Big babies and small families make evolutionary sense

10 July 2008

in 2008

Why don’t elephants (and humans) have thousands of little babies instead of one big one?

Sydney researchers have discovered and modelled the key factors responsible for offspring and family size.

Their model predicts what size offspring will be favoured by evolution. It will help conservation biologists understand what makes species endangered.

And it may help explain why human families tend to become smaller, rather than larger, as parents become richer and live longer.

The study will be published later this month in the journal The American Naturalist.

Why do mammals invest so much time and energy in their offspring? “It’s all to do with abundance of energy, safe environments, and intense competition,” says Daniel Falster, a doctoral student at Macquarie University.

He and his colleagues studied the family size for hundreds of animal and plant species from dingos, to gum trees and whales.

At the centre of Daniel’s work is a mathematical model which mimics the evolutionary process. By estimating the evolutionary pressure on a particular characteristic, such as the level of parental expenditure on each offspring, he can predict how that character will change.

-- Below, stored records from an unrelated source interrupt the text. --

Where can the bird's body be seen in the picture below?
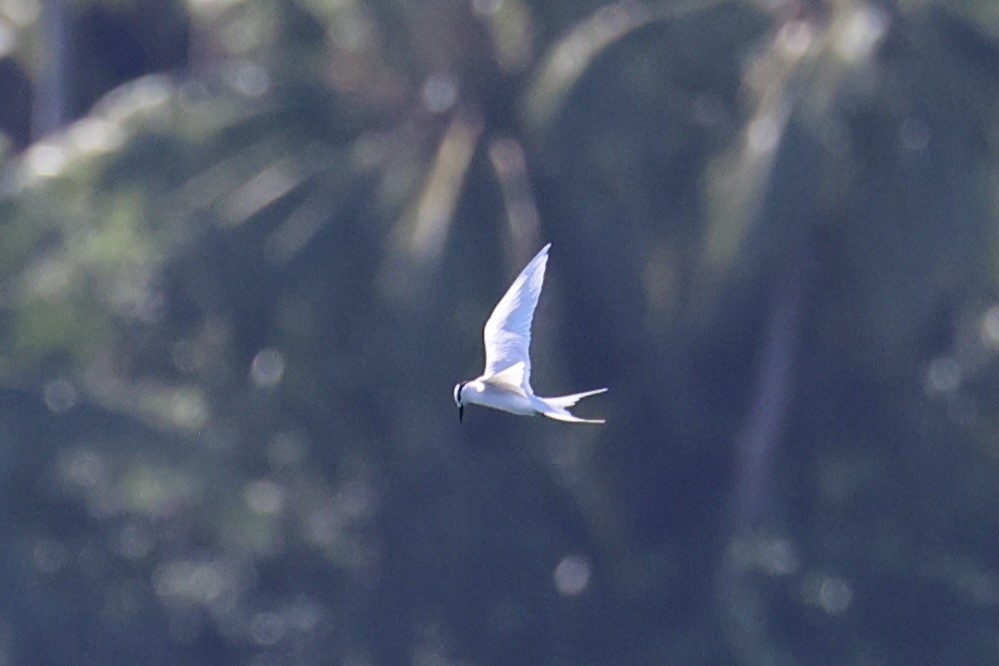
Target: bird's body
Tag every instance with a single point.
(506, 382)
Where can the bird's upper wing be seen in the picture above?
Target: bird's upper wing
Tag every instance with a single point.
(507, 334)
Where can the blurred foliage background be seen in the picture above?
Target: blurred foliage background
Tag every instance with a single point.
(247, 248)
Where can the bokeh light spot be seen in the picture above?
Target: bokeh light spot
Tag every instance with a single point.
(572, 575)
(439, 93)
(267, 368)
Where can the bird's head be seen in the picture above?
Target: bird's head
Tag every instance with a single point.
(458, 399)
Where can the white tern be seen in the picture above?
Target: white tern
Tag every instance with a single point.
(506, 382)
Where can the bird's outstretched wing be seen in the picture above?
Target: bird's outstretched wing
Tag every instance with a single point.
(507, 334)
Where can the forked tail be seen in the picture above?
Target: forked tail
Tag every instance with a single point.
(555, 408)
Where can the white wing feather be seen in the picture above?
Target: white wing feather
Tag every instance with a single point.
(507, 334)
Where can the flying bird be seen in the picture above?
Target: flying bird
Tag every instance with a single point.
(505, 384)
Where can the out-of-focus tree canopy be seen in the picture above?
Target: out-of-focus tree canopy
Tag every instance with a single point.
(247, 247)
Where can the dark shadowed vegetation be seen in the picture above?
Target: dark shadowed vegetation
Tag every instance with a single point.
(247, 248)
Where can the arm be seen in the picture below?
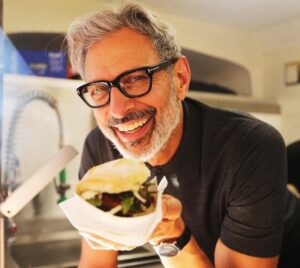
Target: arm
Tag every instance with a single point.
(96, 258)
(226, 257)
(192, 255)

The model can make predictions across the plant and animal kingdoms from butterflies to fish to gorillas and even humans. “Our model was able to explain some of the major offspring size patterns seen across species, such as why larger parents have proportionately smaller offspring, and why mammals have offspring some 10,000 times larger than plants,” Daniel says. “That gave us a lot of confidence that the fundamentals of the model were right.”

The key process in Daniel’s model is competition among rival offspring. The better an offspring is cared for and fed, the larger it tends to be, giving it an evolutionary advantage.

The importance of such size-selective competition is already well-known in plants, where height allows them to capture more sunlight, but Daniel suggests it may have been overlooked in other groups. “Our work shows that without competition, evolution would favour parents having many, tiny offspring,” Daniel says. “Elephants would be having thousands of little babies instead of one large one”.

In reality many species have small families, making their populations more vulnerable to extinction.

“A lot of endangered species also have very large offspring. They have low population growth rates, and this makes it hard for them to endure, or recover from, any sort of harvesting or loss.”

Daniel hopes that his model will help biologists struggling to understand what makes some species vulnerable to extinction. 

Daniel also thinks his model helps explain aspects of human nature. Patterns in human demography are consistent with patterns seen among wild species, he says. “As parents get richer, live longer, and their environments become more benign, offspring become larger and family sizes become smaller. Our model explains why this demographic transition makes sense in light of evolution.”

Daniel Falster is one of 16 early-career scientists chosen for Fresh Science, a national program sponsored by the Federal and Victorian governments. He is presenting his research to the public for the first time.


All animals and plants produce offspring to carry their genes into the future. Individuals with the largest number of offspring surviving to produce grand-babies are evolutionary winners; their genes will be well represented in future. While larger offspring generally have a better chance of surviving, they cost the parent more energy. So with a fixed amount of energy available for reproduction, parents have to strike the right balance between ‘how big’ and ‘how many’ babies?

Patterns in offspring size have long fascinated ecologists, but evolutionary theory to explain the patterns has been unsatisfactory. Now, PhD student Daniel Falster from Macquarie University has developed fresh mathematical theory that predicts which combinations of how big and how many will be favoured by evolution.

The model was developed in collaboration with colleagues, Professor Mark Westoby (also at Macquarie) and Dr Angela Moles (UNSW), between 2003-2007, and will form part of Falster’s PhD dissertation.

To test the model Falster compared the results to existing, natural populations for hundreds of mammal and plant species, all of which are continually being shaped by natural selection. The model explains several patterns already known to exist in nature, such as larger mothers having proportionately smaller babies, and mammals having babies that are much bigger than plants. Further, it suggests how these differences relate quantitatively to specific biological processes during recruitment.

Overall, Falster’s work helps to identify some clear similarities in the evolution of species as different as dingoes, gumtrees and butterflies, and at the same time points, to the most important ecological factors causing them to differ in how they raise their families.